- Blazon Arms: Argent an eagle displayed with two heads sable guttle d'or.; Crests: An eagle's head erased sable guttle d'or, in the beak an escallop argent.; Supporters: Two eagles, wings elevated sable guttee d'or;
- Creation date: 14 December 1869
- Created by: Queen Victoria
- Peerage: Peerage of the United Kingdom
- First holder: George Carr Glyn, 1st Baron Wolverton
- Present holder: Miles John Glyn, 8th Baron Wolverton
- Heir presumptive: Jonathan Carlin Glyn
- Status: Extant
- Motto: FIDEI TENAX (Firm to my trust)

= Baron Wolverton =

Barony in the Peerage of the United Kingdom

Baron Wolverton, of Wolverton in the County of Buckingham, is a title in the Peerage of the United Kingdom. It was created in 1869 for the banker George Glyn. He was the fourth son of Sir Richard Carr Glyn, 1st Baronet, of Gaunt's House, Lord Mayor of London in 1798, himself the fourth son of Sir Richard Glyn, 1st Baronet, of Ewell, Lord Mayor of London in 1758. Lord Wolverton was succeeded by the eldest of his nine sons, the second Baron. He was a Liberal politician and served under William Ewart Gladstone as Paymaster General and as Postmaster General. He was childless and was succeeded by his nephew, the third Baron. He was the eldest son of Vice-Admiral the Hon. Henry Carr Glyn, younger son of the first Baron. He died childless the following year aged only twenty-six, and was succeeded by his younger brother, the fourth Baron. He served as Vice-Chamberlain of the Household from 1902 to 1905 in the Conservative administration of Arthur Balfour. On the death in 1988 of his second but eldest surviving son, the fifth Baron, this line of the family failed. The title was inherited by the late Baron's second cousin, the sixth Baron. He was the grandson of the Hon. Pascoe Glyn, younger son of the first Baron. As of 2011 the title is held by his grandson, the eighth Baron, who succeeded in 2011.

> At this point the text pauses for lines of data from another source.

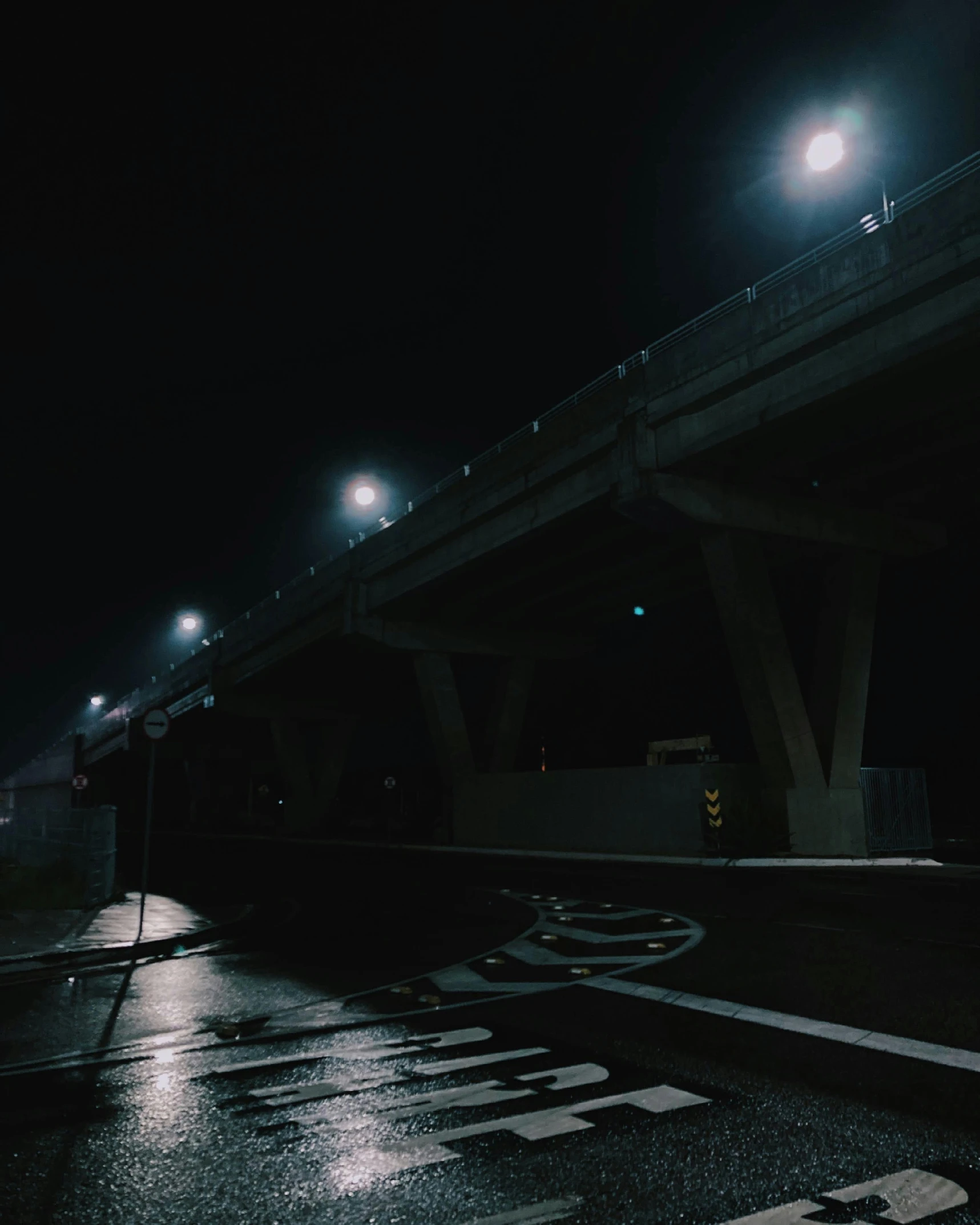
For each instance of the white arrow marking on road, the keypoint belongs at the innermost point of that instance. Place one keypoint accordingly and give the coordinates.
(571, 1077)
(912, 1195)
(487, 1093)
(389, 1049)
(533, 1126)
(475, 1061)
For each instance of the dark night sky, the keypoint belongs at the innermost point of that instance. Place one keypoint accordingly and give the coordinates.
(238, 267)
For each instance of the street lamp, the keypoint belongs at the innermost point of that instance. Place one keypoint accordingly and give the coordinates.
(826, 150)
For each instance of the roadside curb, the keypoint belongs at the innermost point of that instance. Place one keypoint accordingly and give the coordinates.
(36, 967)
(782, 863)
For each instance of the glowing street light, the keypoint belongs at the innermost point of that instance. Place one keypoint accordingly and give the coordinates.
(826, 150)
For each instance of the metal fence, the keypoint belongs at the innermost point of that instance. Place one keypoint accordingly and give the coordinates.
(743, 299)
(81, 838)
(896, 810)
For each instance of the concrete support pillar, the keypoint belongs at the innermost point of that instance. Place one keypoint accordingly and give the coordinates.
(446, 727)
(313, 767)
(821, 821)
(842, 667)
(506, 718)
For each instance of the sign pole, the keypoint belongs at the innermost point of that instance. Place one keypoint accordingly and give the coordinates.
(156, 726)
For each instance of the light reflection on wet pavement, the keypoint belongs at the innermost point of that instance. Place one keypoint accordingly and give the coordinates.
(526, 1099)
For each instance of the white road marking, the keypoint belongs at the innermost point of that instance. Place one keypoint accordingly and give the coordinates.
(910, 1047)
(537, 1125)
(487, 1093)
(534, 1214)
(385, 1050)
(312, 1091)
(571, 1077)
(474, 1061)
(783, 1214)
(912, 1195)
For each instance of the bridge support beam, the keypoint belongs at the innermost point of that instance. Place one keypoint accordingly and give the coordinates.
(506, 718)
(447, 728)
(842, 666)
(313, 764)
(821, 820)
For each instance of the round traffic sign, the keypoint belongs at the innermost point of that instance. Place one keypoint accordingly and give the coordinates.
(156, 724)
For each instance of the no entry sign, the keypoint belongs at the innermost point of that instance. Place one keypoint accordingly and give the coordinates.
(156, 724)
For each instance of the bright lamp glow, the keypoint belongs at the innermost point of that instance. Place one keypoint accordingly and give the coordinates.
(826, 150)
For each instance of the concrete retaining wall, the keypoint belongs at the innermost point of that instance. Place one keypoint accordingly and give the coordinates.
(645, 810)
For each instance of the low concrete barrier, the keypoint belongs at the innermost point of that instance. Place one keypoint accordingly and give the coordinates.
(645, 810)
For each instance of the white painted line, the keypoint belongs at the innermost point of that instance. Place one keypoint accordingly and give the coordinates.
(475, 1061)
(910, 1047)
(534, 1214)
(608, 858)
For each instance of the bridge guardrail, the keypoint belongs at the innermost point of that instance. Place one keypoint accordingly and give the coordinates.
(869, 224)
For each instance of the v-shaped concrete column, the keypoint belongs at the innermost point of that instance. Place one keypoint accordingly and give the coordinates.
(446, 727)
(821, 820)
(312, 769)
(506, 718)
(838, 695)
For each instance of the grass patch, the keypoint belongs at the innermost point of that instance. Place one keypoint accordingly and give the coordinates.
(54, 887)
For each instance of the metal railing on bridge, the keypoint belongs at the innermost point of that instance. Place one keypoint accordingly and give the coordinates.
(868, 224)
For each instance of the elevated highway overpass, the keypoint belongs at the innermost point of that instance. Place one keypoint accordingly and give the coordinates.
(827, 414)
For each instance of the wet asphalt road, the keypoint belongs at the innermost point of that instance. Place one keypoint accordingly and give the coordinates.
(408, 1053)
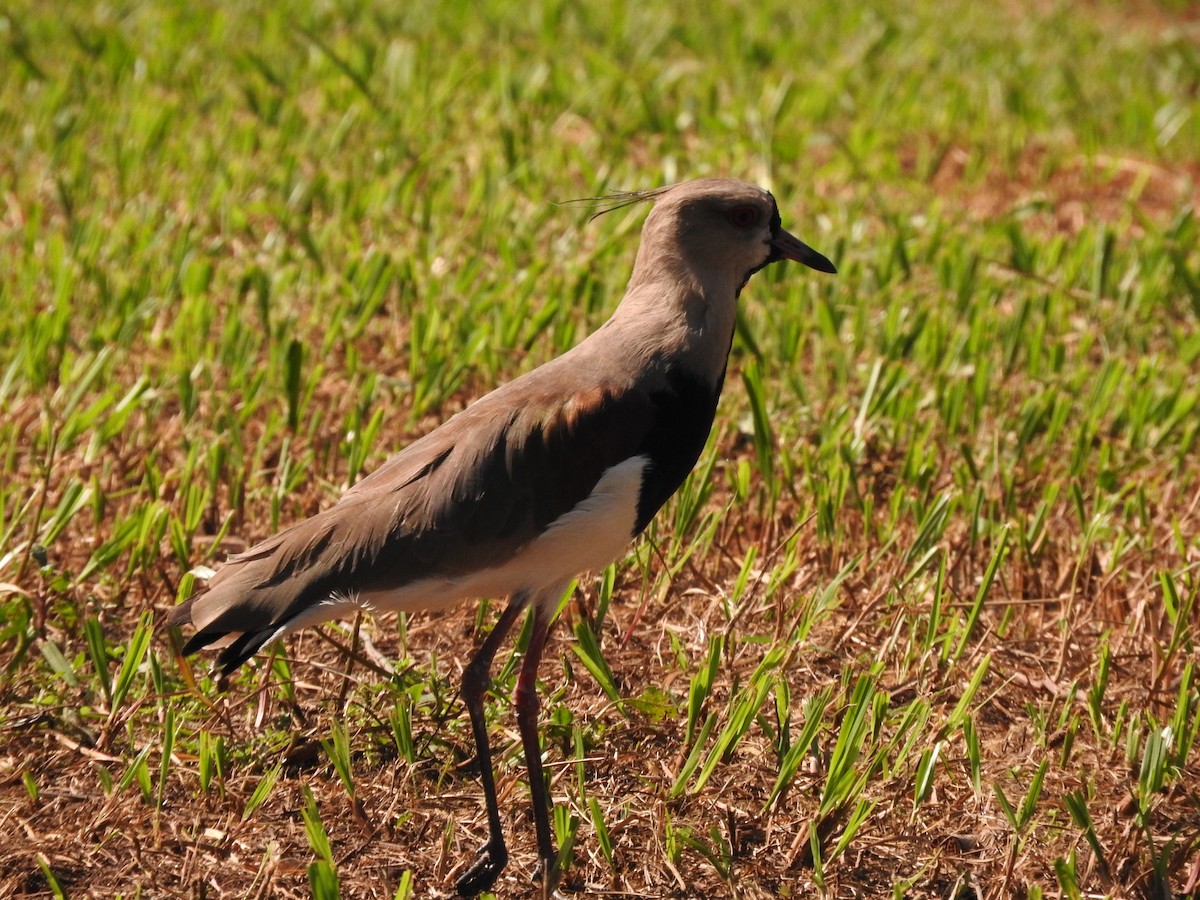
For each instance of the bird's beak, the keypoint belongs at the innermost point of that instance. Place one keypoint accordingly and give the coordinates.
(789, 246)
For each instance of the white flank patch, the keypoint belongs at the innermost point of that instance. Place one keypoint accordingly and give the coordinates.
(593, 534)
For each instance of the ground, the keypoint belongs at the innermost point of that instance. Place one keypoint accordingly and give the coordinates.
(923, 622)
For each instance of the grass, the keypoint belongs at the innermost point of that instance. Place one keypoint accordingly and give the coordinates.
(923, 622)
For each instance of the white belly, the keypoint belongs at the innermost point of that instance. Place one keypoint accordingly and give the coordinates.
(593, 534)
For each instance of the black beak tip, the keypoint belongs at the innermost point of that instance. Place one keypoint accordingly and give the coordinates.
(821, 263)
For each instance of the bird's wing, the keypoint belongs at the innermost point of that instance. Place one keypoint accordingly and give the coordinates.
(466, 497)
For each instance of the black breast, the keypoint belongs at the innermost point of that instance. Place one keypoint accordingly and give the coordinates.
(683, 418)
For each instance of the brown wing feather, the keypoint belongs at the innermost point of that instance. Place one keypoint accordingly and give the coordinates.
(467, 496)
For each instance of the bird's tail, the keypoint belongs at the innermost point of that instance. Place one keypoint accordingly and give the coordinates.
(258, 597)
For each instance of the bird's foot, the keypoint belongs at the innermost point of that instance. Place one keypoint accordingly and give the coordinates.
(545, 877)
(490, 862)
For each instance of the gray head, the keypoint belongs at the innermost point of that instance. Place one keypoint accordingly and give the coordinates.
(717, 227)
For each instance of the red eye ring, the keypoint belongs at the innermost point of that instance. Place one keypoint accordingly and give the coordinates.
(743, 216)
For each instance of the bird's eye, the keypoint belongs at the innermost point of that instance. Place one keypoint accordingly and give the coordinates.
(743, 216)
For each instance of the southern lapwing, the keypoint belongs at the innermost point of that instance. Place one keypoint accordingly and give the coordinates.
(546, 477)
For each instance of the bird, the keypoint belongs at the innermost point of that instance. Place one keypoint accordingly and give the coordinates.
(549, 475)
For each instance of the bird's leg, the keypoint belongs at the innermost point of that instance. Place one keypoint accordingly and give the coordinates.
(527, 720)
(477, 678)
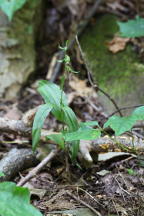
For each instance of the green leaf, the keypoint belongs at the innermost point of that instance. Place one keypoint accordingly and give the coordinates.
(2, 174)
(52, 94)
(89, 123)
(85, 134)
(57, 138)
(39, 119)
(74, 148)
(132, 28)
(9, 7)
(120, 124)
(138, 113)
(15, 201)
(69, 118)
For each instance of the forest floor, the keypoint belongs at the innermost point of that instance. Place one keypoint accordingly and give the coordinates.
(112, 187)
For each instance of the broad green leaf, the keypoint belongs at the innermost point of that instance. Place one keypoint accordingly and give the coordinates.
(15, 201)
(120, 124)
(39, 119)
(52, 94)
(87, 134)
(132, 28)
(69, 118)
(9, 7)
(74, 148)
(57, 138)
(138, 113)
(89, 123)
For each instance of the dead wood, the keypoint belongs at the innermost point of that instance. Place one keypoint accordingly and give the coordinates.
(33, 172)
(15, 161)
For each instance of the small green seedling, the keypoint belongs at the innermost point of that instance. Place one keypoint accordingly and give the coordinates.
(73, 131)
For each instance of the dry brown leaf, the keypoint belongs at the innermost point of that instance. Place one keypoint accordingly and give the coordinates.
(117, 44)
(81, 88)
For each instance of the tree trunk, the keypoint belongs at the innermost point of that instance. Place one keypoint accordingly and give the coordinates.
(17, 47)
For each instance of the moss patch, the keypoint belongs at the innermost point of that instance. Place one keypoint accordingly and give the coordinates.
(115, 73)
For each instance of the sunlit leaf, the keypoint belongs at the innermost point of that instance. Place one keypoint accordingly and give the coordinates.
(15, 201)
(87, 134)
(138, 113)
(39, 119)
(132, 28)
(57, 138)
(120, 124)
(9, 7)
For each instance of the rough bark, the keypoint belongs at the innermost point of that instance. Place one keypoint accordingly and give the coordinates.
(17, 47)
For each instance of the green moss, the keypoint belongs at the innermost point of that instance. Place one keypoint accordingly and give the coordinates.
(115, 73)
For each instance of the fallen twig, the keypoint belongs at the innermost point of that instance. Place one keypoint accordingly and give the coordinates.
(33, 172)
(80, 29)
(15, 161)
(90, 79)
(124, 108)
(84, 203)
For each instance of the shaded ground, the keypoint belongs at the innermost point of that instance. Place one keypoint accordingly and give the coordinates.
(114, 187)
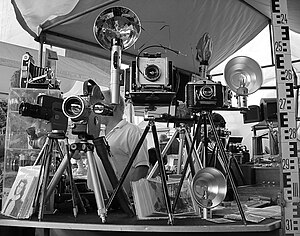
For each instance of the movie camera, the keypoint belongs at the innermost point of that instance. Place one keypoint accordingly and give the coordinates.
(151, 81)
(47, 108)
(84, 109)
(33, 76)
(207, 94)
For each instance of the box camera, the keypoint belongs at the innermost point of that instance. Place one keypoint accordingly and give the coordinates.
(266, 111)
(84, 109)
(151, 81)
(33, 76)
(207, 94)
(47, 108)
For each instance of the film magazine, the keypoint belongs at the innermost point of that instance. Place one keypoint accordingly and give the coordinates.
(150, 202)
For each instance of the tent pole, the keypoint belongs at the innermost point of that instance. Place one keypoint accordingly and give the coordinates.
(41, 54)
(80, 14)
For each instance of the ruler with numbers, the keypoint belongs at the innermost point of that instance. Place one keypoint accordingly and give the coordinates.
(290, 201)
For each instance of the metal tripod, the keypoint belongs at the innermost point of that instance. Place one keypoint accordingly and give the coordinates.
(223, 159)
(151, 124)
(185, 140)
(97, 180)
(45, 157)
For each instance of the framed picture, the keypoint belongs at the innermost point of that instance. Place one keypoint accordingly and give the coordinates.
(19, 201)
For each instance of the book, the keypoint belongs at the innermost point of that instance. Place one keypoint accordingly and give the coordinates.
(149, 200)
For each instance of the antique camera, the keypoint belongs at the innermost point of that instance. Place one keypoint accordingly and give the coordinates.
(84, 109)
(33, 76)
(151, 81)
(207, 94)
(47, 108)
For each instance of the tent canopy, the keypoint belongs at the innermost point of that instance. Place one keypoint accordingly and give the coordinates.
(174, 24)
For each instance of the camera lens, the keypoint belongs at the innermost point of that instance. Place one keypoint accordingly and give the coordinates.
(34, 111)
(207, 91)
(152, 72)
(74, 107)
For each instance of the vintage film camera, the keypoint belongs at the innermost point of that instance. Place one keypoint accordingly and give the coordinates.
(151, 81)
(47, 108)
(84, 109)
(33, 76)
(206, 94)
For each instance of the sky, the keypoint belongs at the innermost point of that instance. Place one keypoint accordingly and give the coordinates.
(12, 32)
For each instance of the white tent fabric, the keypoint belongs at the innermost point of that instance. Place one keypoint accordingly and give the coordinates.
(175, 24)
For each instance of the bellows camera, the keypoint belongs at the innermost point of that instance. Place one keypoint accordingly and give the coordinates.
(84, 109)
(207, 94)
(47, 108)
(151, 81)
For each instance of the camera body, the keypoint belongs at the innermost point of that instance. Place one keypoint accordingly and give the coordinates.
(84, 110)
(33, 76)
(207, 94)
(47, 108)
(151, 81)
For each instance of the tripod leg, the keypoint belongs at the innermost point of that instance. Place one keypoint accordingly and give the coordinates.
(166, 148)
(224, 159)
(45, 179)
(41, 157)
(163, 175)
(186, 165)
(180, 152)
(97, 186)
(69, 171)
(128, 166)
(103, 152)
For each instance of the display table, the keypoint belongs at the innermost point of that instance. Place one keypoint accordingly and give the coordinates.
(120, 224)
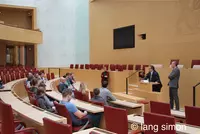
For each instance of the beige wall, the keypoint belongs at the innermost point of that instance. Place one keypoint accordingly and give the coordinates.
(2, 54)
(172, 29)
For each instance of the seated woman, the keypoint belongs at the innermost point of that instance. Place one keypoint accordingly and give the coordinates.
(76, 114)
(42, 100)
(97, 97)
(34, 85)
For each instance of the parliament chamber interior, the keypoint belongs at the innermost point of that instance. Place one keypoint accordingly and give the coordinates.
(99, 67)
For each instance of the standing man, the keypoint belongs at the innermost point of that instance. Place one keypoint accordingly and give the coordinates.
(104, 75)
(173, 85)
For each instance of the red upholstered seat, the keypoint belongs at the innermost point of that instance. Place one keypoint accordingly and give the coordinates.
(81, 66)
(120, 68)
(195, 62)
(114, 115)
(130, 67)
(71, 66)
(62, 111)
(138, 67)
(124, 67)
(76, 66)
(52, 76)
(192, 115)
(106, 66)
(97, 103)
(52, 127)
(112, 67)
(8, 124)
(48, 76)
(176, 60)
(87, 66)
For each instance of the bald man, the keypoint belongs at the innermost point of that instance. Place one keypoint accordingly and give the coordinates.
(174, 85)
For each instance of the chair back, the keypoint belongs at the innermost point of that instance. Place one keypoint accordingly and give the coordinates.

Several other members of the Glyn family have also gained distinction. The Hon. Pascoe Glyn, younger son of the first Baron, sat as Member of Parliament for Dorset East. The Hon. Sidney Glyn, younger son of the first Baron, was Member of Parliament for Shaftesbury. The Right Reverend the Hon. Edward Glyn, younger son of the first Baron, was Bishop of Peterborough and the father of Ralph Glyn, 1st Baron Glyn. The Hon. Henry Carr Glyn, younger son of the first Baron, was a vice-admiral in the Royal Navy.

==Barons Wolverton (1869)==

- George Carr Glyn, 1st Baron Wolverton (1797-1873)
  - George Grenfell Glyn, 2nd Baron Wolverton (1824-1887)
  - Vice-Admiral Hon. Henry Carr Glyn (1829-1884)
    - Henry Richard Glyn, 3rd Baron Wolverton (1861-1888)
    - Frederick Glyn, 4th Baron Wolverton (1864-1932)
      - Hon. George Edward Dudley Carr Glyn (1896-1930)
      - Nigel Reginald Victor Glyn, 5th Baron Wolverton (1904-1986)
  - Hon. Pascoe Charles Glyn (1833-1904)
    - Colonel Geoffrey Carr Glyn (1864-1933)
    - Maurice George Carr Glyn (1872-1920)
      - John Patrick Riversdale Glyn, 6th Baron Wolverton (1913-1988)
        - Christopher Richard Glyn, 7th Baron Wolverton (1938-2011)
        - Hon. Andrew John Glyn (1943-2007)
          - Miles John Glyn, 8th Baron Wolverton (born 1966)
          - (1) Jonathan Carlin Glyn (born 1990)
    - Hilary Beaujolais Glyn (1916-1995)
      - James Hilary Glyn (1939-2000)
        - (2) Caspar Hilary Gordon Glyn (born 1969)
          - (3) Oscar Robert Beaujolais Glyn (born 2001)
          - (4) Montfort James Jack Glyn (born 2003)
        - (5) Frederick Glyn (born 1987)

The heir presumptive is the present holder's half-brother Jonathan Carlin Glyn (born 1990).